Out of 90 vehicles that entered the race, only 64 vehicles finished the brutal race. Despite the brutal nature of the Baja wilderness, the only damage suffered by the ID.4 was some cosmetic injury to the rear bumper. All of the vehicle’s key power, battery, and control systems performed as expected. The ID.4 was raced mostly in “B” level battery regeneration mode with stock traction control turned on. Foust drove most of the race, with writer and off-road racer Emme Hall completing two stages.
This Shows How Durable EVs Can Be
Every team entering a race like this one puts in a TON of work to get their ICE-powered car up to snuff. This time, almost 1/3 of the vehicles couldn’t complete the race, because it destroyed the vehicle in some key way.
I’m no professional racer, but I have quite a bit of experience doing trail driving in the desert. Between the sand, the rocks, the thorns, and the up-and-down terrain, even Jeeps regularly can break key drivetrain parts, usually requiring a trailside repair of some sort to get home because there are no tow trucks in many areas. I’ve seen the best ICE vehicles fail to keep going, despite being built up for it, and these usually were just trail runs and not any kind of race event.
While some readers would consider the modifications VW made to the ID.4 to be pretty heavy duty, they didn’t touch any of the main components. Suspension can be unbolted, and the parts VW’s team came up with can then be bolted on. Everything else they described can basically be done with a set of wrenches. They didn’t describe any hard-core fabrication or other exotic modifications.
One of the common parts to break on a Jeep out on desert trails is an axle. To prevent that, they put heavy-duty axles to prevent that. Whenever something breaks, they try to replace it with something stronger.
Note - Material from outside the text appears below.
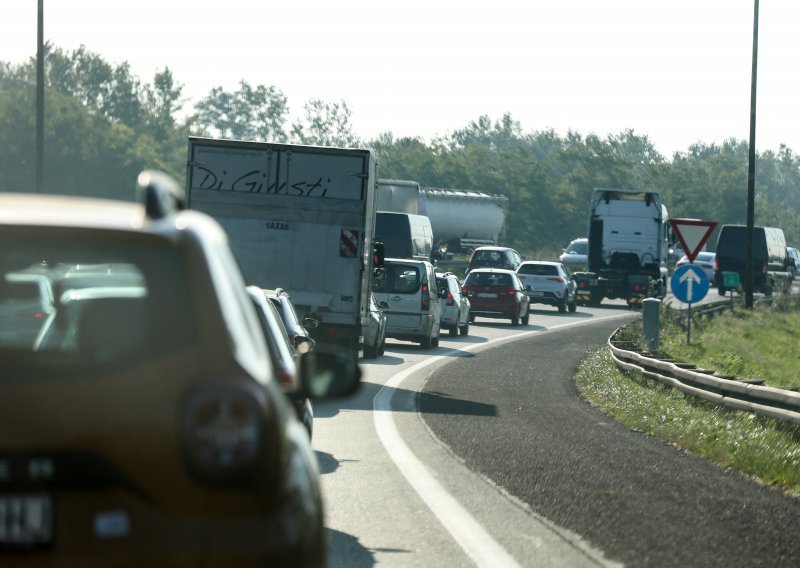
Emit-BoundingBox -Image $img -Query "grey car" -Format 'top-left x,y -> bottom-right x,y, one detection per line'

This ID.4, not so much. The differential of the vehicle is part of the stock drive unit. The press release doesn’t say that they changed the CV assemblies, which is the equivalent of the axle in a vehicle like the ID.4. That they went through 1,000 miles of this terrain without breaking those components shows that they’re significantly tougher than the average axle in a street-oriented vehicle.
In other words, the ID.4 is beefy, and that surprised me even after driving one. I already could tell that it’s more of a real SUV and not a crappy McCrossOver, but I had no idea it could be capable of something like this. It really is more of an SUV.
The Aftermarket Potential Is Huge
Given that the core components are this tough, there’s definitely a huge, huge potential for an aftermarket to supply upgrades to the ID.4. If you can buy an EV like the ID.4 and purchase a few bolt-on modifications to make it go off-road on such serious trails, that’s a huge deal. Expect a number of companies to start offering kits to make some of these upgrades.
What I Hope VW Does
I’d also like to see VW get more off-road performance out of its EVs. Once some all-wheel drive versions come out, I hope that it builds and sells some outdoor explorer-oriented versions of the ID.4. With the relatively small size of the vehicle compared to things like the Cybertruck or Bollinger, an off-road ID.4 could prove to be like the Suzuki Samurai of the 2020s.
I’d personally seriously consider purchasing such a vehicle. I’d have a lot of fun exploring the deserts and mountains of the Southwest with it.